Antique historical map of Rome by Isaac Basire

Biography:
Isaac Basire (1704-68) worked as an engraver in London. His son (John) James Basire (i) (born London, 6 Oct 1730; d London, 6 Sept 1802) became known as an engraver of architecture and was employed on the first volume of James Stuart's and Nicholas Revett's The Antiquities of Athens (1762). In 1763 he travelled in Italy; around that time he succeeded George Vertue as Engraver to the Society of Antiquaries, and he became Engraver to the Royal Society in 1770.

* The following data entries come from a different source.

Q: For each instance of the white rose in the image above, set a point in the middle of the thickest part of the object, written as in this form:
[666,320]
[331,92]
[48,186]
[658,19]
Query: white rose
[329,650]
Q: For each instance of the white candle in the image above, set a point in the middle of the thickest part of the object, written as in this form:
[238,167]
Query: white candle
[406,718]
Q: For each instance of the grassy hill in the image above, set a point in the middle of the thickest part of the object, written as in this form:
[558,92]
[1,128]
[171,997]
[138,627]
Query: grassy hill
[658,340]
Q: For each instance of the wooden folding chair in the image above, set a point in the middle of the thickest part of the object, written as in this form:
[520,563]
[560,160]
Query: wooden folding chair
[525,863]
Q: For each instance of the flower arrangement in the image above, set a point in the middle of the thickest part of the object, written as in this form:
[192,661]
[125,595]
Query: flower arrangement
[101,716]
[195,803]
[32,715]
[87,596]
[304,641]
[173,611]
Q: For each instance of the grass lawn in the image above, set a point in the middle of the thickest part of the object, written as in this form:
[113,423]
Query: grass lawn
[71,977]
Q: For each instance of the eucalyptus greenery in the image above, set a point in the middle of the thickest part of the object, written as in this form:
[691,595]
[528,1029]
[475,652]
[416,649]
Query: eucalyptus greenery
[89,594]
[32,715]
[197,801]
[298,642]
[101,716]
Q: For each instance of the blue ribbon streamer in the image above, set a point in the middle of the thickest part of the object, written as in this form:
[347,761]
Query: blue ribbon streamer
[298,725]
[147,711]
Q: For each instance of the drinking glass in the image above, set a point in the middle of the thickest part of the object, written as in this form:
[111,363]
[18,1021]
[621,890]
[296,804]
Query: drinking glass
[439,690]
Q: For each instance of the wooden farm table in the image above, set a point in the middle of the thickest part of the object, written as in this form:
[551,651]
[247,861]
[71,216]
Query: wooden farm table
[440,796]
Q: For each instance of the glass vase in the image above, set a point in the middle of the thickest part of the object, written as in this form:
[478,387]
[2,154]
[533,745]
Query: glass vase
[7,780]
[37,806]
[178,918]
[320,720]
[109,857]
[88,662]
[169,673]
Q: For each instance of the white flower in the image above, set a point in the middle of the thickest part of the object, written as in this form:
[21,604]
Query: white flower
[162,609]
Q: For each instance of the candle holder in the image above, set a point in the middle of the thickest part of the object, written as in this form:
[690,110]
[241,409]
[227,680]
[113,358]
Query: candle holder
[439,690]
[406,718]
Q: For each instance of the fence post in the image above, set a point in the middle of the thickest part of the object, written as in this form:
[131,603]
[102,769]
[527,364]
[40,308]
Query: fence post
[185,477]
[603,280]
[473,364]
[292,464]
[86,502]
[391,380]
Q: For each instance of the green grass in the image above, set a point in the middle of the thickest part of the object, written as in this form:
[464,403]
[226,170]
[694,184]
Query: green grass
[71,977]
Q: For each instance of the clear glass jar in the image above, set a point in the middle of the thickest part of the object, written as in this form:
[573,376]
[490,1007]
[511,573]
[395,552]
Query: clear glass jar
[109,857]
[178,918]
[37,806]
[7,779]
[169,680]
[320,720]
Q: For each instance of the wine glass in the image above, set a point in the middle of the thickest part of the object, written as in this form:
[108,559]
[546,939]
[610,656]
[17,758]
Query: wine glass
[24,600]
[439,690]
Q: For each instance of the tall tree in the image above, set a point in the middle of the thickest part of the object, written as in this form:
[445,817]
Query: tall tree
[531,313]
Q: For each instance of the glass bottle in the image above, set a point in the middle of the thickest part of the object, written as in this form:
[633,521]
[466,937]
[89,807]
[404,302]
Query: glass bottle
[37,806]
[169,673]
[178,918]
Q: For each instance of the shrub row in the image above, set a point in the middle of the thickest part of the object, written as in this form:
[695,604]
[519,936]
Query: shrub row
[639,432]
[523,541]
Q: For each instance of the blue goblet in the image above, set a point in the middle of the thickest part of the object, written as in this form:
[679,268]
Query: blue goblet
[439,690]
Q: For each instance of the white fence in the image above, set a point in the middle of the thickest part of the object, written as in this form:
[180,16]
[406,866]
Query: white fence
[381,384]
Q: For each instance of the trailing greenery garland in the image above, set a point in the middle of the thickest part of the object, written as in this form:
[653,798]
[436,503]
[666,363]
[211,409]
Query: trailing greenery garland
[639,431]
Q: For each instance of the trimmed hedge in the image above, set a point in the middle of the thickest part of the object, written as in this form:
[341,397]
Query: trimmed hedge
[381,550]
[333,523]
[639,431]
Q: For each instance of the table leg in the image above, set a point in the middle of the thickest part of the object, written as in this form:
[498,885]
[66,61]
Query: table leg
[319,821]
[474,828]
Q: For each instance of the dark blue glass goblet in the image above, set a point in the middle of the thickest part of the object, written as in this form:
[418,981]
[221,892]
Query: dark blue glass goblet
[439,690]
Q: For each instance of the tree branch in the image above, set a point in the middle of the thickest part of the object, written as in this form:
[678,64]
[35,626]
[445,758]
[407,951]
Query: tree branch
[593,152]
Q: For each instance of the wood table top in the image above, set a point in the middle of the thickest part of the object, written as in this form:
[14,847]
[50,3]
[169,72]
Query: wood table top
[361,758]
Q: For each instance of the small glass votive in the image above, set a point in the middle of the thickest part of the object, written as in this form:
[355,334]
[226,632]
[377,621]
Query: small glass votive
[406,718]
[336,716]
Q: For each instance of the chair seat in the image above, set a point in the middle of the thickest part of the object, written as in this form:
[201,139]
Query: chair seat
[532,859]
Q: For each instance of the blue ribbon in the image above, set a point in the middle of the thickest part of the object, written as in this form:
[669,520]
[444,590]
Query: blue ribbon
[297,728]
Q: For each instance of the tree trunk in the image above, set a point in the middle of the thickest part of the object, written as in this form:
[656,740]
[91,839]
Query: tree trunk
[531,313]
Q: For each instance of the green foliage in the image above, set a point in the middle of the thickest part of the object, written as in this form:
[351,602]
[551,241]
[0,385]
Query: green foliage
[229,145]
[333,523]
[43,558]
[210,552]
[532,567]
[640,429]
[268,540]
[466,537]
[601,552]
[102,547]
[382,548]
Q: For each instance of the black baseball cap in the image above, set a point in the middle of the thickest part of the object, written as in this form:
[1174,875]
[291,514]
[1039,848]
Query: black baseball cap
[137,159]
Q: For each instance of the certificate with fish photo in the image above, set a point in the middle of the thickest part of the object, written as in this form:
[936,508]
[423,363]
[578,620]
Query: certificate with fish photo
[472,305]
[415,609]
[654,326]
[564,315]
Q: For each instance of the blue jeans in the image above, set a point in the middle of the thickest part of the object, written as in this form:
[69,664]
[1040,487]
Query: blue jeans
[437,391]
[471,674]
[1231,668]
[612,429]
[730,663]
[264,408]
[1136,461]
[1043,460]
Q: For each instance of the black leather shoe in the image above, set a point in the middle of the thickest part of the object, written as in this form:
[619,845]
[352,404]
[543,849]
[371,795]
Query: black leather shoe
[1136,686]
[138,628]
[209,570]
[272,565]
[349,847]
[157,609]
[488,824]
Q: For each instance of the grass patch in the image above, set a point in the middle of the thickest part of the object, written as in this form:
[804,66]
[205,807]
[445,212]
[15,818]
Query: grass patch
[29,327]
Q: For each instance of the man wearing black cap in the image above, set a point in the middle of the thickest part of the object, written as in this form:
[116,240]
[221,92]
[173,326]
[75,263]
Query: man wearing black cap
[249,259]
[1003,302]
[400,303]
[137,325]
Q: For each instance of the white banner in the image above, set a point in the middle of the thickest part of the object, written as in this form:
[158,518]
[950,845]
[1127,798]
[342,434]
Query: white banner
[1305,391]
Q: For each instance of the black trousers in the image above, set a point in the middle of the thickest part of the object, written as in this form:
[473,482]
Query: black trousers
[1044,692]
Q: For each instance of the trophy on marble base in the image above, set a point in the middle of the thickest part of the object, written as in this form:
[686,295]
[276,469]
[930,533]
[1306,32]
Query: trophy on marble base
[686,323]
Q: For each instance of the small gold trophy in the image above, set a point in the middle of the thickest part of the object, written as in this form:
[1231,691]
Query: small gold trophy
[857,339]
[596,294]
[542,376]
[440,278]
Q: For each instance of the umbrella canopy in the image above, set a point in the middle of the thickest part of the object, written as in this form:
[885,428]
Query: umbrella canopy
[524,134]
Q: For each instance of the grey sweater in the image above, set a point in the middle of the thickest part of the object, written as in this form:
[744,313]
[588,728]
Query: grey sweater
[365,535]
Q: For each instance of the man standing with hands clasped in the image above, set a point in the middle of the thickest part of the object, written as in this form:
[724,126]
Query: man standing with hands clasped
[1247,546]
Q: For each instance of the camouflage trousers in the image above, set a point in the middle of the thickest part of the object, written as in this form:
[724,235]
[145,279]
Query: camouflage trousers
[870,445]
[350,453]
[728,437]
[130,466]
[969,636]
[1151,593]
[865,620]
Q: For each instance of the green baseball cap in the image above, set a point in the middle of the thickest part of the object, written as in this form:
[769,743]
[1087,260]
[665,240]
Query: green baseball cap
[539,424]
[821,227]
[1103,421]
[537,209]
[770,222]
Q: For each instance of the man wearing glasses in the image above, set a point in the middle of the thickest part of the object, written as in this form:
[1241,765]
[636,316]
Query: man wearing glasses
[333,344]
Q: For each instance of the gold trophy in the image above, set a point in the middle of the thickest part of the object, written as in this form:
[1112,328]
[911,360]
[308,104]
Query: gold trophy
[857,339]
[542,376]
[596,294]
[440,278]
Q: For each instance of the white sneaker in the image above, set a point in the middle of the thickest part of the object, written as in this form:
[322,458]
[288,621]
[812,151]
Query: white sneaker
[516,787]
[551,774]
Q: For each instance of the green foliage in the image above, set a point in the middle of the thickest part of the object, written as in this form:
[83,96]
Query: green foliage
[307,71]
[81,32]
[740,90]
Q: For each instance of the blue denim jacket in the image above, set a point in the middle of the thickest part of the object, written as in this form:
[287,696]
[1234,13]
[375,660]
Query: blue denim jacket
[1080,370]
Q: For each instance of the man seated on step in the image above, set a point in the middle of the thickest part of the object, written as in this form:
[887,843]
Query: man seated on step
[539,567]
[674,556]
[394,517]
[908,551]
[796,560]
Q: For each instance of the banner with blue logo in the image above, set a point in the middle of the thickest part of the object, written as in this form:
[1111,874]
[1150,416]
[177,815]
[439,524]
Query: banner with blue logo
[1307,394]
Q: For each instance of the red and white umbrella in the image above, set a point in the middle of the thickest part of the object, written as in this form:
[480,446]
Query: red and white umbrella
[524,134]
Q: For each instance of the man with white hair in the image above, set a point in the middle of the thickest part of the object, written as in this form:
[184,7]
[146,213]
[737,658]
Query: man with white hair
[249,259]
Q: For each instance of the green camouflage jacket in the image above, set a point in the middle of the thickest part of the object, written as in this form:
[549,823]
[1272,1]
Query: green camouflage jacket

He contributed fine prints to Vetusta monumenta, produced for the Antiquaries, and other publications; he also engraved many individually issued prints, notably one after Benjamin West's Pylades and Orestes (1766), one of the first prints of a contemporary painting published by John Boydell. This was shown in London in 1770 at the Free Society of Artists exhibition; between 1761 and 1783 Basire exhibited 85 prints at these exhibitions. One, the Champ d'or, 1520, executed for the Antiquaries, was exhibited in 1775 as 'the largest plate engraved in England'. William Blake served as one of his apprentices from 1772 to 1779.

Basire's eldest son, James Basire (ii) (b ?London, 12 Nov 1769; d Chigwell Wells, Essex, 13 May 1822), succeeded his father as Engraver to the Royal Society and to the Antiquaries, for whom he engraved plates of English cathedrals after John Carter; in 1819-23 he made 17 plates after the Bayeux Tapestry for them. He also engraved the annual Oxford Almanacks for the periods 1797-1809 and 1811-14. His son James Basire (iii) (1796-1869) was also a line engraver; his work includes engravings of Sussex country houses.